LAWS(SC)-1979-9-14

C B MUTHAMMA I F S Vs. UNION OF INDIA

Decided On September 17, 1979
C.B.MUTHAMMA,I.F.S. Appellant
V/S
UNION OF INDIA Respondents

JUDGEMENT

(1.) This writ petition by Miss Muthamma, a senior member of the Indian Foreign Service, bespeaks a story which makes one wonder whether Arts. 14 and 16 belong to myth or reality. The credibility of constitutional mandates shall not be shaken by governmental action or inaction but it is the effect of the grievance of Miss Muthamma that sex prejudice against Indian womanhood pervades the service rules even a third of a century after Freedom. There is some basis for the charge of bias in the rules and this makes the omnious indifference of the executive to bring about the banishment of discrimination in the heritage of service rules. If high officials lose hopes of equal justice under the rules, the legal lot of the little Indian, already priced out of the expensive judicial market, is best left to guess.

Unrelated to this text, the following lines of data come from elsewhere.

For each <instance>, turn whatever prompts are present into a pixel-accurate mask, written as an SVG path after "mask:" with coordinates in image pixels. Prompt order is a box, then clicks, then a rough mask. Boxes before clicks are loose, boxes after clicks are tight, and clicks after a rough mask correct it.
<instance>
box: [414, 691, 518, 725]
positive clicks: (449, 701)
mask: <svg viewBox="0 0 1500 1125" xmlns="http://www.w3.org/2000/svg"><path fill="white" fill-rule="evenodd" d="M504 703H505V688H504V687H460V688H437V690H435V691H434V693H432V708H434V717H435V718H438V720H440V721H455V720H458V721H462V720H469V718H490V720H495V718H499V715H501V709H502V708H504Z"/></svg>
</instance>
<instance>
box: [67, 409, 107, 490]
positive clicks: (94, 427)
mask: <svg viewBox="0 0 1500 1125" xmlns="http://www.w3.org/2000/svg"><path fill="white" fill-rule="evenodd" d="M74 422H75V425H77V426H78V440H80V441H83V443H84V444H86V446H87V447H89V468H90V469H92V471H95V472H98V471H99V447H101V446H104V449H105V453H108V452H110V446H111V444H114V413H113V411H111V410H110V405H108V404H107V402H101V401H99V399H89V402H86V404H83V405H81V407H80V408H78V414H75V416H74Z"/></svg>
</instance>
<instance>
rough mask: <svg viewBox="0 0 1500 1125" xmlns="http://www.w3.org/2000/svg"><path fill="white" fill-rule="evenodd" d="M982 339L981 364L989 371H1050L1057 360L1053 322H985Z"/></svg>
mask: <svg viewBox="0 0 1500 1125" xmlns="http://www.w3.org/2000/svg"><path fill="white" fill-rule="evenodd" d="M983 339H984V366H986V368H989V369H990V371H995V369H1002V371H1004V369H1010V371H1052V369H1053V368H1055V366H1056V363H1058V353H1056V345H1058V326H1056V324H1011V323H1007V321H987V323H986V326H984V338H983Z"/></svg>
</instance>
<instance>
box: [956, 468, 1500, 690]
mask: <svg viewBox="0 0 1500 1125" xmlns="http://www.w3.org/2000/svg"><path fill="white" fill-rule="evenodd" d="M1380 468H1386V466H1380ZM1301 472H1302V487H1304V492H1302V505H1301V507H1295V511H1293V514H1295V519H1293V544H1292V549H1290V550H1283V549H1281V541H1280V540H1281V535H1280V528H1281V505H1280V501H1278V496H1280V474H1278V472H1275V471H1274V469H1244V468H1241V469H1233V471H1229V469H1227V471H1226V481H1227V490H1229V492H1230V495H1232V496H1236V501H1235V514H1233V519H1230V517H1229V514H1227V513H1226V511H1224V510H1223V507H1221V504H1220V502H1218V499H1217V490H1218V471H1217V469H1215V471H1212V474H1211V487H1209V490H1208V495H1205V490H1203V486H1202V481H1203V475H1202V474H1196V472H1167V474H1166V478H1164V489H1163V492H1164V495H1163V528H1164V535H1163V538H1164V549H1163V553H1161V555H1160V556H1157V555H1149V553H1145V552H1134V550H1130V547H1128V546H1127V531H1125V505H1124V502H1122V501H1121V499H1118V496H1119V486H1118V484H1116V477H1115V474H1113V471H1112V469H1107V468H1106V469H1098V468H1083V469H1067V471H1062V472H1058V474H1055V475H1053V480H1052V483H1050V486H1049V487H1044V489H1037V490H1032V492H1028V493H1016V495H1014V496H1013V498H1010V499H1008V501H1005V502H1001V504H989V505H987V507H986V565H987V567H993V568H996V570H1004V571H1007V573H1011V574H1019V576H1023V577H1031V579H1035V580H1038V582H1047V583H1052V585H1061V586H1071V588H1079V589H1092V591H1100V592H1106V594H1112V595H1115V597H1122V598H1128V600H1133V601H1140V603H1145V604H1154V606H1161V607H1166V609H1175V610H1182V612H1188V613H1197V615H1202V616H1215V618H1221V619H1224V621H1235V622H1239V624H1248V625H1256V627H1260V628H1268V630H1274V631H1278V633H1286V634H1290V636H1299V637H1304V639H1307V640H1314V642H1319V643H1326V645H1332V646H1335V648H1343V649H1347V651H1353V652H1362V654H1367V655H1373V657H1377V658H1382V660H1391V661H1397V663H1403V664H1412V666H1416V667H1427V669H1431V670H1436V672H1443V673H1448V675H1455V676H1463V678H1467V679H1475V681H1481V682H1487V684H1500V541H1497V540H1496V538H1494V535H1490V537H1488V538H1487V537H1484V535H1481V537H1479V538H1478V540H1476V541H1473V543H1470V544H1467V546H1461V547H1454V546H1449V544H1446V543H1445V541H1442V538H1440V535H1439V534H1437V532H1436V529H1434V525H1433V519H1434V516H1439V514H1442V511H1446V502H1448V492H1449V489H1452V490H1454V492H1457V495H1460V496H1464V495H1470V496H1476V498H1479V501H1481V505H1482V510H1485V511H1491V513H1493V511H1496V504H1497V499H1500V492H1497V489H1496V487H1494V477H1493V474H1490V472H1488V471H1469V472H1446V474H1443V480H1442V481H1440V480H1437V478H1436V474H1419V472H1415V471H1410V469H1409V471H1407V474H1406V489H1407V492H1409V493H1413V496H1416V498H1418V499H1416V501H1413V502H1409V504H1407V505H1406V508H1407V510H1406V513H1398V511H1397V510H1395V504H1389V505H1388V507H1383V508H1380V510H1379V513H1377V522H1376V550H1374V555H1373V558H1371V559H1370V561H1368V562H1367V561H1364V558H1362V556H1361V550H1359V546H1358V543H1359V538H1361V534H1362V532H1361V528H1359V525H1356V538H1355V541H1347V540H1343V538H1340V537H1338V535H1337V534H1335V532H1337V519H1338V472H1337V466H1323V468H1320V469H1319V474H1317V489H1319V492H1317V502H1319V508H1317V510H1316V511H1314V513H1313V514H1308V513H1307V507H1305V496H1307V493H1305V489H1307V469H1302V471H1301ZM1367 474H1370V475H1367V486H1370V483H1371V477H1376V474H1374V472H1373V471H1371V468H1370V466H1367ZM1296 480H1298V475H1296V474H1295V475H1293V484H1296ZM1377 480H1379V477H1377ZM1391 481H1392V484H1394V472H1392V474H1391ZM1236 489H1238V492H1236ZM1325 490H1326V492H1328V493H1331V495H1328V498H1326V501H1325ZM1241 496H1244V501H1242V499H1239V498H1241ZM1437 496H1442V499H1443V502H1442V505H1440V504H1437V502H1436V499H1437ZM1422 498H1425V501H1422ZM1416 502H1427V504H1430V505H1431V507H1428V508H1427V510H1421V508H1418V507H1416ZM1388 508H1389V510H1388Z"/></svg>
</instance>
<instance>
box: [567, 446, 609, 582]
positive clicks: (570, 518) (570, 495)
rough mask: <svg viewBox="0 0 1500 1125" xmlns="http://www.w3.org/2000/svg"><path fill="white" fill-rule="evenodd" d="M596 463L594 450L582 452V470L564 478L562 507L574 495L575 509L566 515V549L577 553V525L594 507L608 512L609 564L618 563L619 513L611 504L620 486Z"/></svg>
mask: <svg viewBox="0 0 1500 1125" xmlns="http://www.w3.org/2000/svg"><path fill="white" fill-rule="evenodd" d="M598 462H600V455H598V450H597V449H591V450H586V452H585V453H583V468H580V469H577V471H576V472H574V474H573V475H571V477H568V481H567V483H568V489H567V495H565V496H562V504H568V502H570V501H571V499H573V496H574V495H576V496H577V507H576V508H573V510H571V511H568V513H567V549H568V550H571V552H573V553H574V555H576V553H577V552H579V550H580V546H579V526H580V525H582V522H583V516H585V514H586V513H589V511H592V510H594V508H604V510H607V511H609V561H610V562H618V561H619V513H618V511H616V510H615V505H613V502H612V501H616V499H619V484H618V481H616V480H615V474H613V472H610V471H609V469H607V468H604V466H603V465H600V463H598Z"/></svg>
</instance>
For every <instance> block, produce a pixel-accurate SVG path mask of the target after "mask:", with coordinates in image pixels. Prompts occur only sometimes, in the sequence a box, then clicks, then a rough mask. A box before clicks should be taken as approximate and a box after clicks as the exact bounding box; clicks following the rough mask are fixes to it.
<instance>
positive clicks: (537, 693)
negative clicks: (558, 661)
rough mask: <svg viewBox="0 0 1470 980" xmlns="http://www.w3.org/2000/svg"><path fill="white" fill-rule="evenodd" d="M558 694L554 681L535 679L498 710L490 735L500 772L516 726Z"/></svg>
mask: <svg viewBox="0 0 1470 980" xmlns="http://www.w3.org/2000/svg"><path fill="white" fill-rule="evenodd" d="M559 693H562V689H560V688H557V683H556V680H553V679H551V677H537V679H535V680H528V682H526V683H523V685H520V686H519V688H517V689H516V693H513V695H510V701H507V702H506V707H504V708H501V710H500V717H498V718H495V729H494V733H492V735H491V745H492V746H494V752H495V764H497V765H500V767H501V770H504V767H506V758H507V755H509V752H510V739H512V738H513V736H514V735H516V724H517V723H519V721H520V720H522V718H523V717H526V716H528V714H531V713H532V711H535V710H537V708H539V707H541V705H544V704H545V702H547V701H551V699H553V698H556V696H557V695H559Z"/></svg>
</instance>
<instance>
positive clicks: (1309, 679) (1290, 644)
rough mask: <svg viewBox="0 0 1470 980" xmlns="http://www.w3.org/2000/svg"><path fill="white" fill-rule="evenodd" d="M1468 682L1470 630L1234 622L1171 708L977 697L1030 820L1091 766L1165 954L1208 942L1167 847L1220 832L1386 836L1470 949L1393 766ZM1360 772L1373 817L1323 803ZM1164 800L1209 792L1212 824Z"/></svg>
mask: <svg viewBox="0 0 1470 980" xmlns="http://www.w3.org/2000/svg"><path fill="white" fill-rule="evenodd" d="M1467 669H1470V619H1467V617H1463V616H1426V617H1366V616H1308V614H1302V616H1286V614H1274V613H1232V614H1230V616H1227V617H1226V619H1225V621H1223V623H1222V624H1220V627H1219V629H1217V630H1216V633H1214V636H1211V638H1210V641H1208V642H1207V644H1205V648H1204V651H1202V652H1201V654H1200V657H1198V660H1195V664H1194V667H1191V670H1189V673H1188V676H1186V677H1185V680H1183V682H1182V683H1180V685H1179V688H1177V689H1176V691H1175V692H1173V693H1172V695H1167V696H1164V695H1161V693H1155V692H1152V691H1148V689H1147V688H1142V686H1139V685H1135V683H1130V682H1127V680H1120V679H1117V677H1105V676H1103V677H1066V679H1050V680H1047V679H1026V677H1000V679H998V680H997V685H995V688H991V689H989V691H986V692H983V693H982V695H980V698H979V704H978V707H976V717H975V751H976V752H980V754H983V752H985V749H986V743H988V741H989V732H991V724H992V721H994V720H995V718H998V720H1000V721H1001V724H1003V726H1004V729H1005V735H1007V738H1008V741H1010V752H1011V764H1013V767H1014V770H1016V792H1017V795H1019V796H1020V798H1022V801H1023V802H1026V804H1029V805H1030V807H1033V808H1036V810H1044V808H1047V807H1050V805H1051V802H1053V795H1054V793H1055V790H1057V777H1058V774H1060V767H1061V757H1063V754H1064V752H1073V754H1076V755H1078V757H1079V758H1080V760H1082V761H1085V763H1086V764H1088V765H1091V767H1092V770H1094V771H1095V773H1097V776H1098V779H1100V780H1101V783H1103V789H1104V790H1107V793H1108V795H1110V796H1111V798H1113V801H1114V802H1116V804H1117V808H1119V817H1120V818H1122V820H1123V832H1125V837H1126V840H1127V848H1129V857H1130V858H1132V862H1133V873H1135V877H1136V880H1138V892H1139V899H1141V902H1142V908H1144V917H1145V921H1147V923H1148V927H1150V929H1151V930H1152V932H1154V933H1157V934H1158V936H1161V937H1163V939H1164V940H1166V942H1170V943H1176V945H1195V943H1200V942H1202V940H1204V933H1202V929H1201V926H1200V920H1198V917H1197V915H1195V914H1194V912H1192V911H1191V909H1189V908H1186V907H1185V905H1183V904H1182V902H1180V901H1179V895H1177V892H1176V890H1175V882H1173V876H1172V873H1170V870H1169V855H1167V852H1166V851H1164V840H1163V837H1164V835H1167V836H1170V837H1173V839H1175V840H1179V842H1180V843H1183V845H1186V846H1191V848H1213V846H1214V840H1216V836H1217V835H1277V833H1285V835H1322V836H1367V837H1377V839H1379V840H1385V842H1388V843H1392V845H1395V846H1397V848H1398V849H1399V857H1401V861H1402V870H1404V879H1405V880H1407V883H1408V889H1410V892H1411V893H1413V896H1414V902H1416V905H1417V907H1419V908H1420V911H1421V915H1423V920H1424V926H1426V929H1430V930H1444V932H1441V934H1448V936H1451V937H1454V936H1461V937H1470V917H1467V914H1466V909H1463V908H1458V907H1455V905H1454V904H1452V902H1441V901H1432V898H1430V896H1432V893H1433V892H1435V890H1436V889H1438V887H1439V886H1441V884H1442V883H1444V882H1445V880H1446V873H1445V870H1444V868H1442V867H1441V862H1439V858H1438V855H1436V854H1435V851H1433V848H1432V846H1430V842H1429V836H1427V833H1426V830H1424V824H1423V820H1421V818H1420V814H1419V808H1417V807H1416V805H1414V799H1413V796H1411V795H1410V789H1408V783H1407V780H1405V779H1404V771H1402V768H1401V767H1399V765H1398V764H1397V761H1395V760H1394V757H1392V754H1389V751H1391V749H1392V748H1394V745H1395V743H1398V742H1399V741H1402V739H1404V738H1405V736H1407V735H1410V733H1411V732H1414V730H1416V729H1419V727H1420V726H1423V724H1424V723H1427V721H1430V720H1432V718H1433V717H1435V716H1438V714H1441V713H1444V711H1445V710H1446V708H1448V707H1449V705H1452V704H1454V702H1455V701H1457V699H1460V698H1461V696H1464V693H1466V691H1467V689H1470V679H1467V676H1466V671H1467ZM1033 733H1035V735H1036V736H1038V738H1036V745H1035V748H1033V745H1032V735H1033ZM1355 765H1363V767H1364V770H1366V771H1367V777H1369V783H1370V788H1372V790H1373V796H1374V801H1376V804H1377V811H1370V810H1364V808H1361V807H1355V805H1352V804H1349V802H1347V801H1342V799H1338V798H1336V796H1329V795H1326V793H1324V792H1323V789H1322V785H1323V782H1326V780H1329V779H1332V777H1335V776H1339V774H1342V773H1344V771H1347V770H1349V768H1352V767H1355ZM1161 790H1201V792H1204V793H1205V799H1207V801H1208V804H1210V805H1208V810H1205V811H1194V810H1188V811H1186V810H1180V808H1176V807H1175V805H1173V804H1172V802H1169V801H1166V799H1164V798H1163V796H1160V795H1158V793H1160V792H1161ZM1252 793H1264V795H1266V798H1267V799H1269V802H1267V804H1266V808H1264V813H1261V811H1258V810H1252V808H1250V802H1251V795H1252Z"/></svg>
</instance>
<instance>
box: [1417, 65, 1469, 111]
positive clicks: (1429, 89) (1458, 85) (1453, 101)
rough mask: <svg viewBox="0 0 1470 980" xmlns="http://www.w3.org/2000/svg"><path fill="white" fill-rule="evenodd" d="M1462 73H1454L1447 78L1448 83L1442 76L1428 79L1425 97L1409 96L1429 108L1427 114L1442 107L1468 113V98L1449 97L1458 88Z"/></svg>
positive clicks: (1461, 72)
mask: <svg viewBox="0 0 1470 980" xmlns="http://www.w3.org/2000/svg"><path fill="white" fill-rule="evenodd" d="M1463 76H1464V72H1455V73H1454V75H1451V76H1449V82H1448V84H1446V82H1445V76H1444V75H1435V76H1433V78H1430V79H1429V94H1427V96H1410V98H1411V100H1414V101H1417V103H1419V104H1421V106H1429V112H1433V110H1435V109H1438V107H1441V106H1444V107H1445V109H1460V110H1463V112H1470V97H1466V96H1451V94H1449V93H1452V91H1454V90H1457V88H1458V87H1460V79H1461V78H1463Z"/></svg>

This disturbing thought induces us to make a few observations about the two impugned rules which appear prima facie, discriminatory against the female of the species in public service and have surprisingly survived so long, presumably, because servants of government are afraid to challenge unconstitutional rule-making by the Administration.

(2.) Miss Muthamma, the petitioner complains that she had been denied promotion to Grade I of the Indian Foreign Service illegally and unconstitutionally. She bewailed that, to quote her own words;

(3.) If a fragment of these assertions were true, unconstitutionality is writ large in the administrative psyche and masculine hubris which is the anathema for part III haunts the echelons in the concerned Ministry. If there be such gender injustice in action, it deserves scrupulous attention from the summit so as to obliterate such tendency.